Doctor of Philosophy in Materials Science and Engineering

University of California, Berkeley

Professor Andrew M. Minor, Chair

A hexagonal-close packed (HCP) to face-centered cubic (FCC) phase transition has been observed in freestanding alpha-titanium thin foils under three separate conditions: Type I – upon focused ion beam (FIB) irradiation, Type II – during in situ heating in a transmission electron microscope (TEM), and Type III – during in situ TEM straining. FCC Ti has not been anticipated based on the equilibrium phase diagram, however, all FCC Ti phases were found to be stable after formation under ambient conditions. Investigations into the chemical nature of these anomalous FCC Ti phases have revealed that FIB-induced FCC Ti is actually a form of titanium hydride while thermally-induced is more closely related to oxygen contamination. Strain-induced FCC Ti is neither a hydride nor an oxide and readily undergoes FCC deformation twinning under an applied load. In situ TEM experimentation coupled with high-resolution nanobeam diffraction of titanium foils has suggested that this anomalous phase transformation is facilitated by HCP a-type dislocation nucleation, dissociation into partials, and propagation.
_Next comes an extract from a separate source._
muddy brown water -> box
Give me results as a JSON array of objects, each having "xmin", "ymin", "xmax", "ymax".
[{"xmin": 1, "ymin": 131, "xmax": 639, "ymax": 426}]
For different reasons (primarily due to hydrogen, oxygen, and aluminum solutes for the type I, II, and III FCC investigations, respectively) it was suspected that HCP (not FCC) deformation twinning was suppressed in all samples where an HCP to FCC transformation was initiated. In addition, all TEM samples containing FCC Ti precipitates experienced stresses along the <0001>HCP in some form. Therefore, it is proposed that the series of transformations observed in the strain induced FCC Ti; HCP-to-FCC, and FCC-to-FCC twin help accommodate strains along the <0001>HCP when deformation twinning and (c+a) dislocation slip are not available.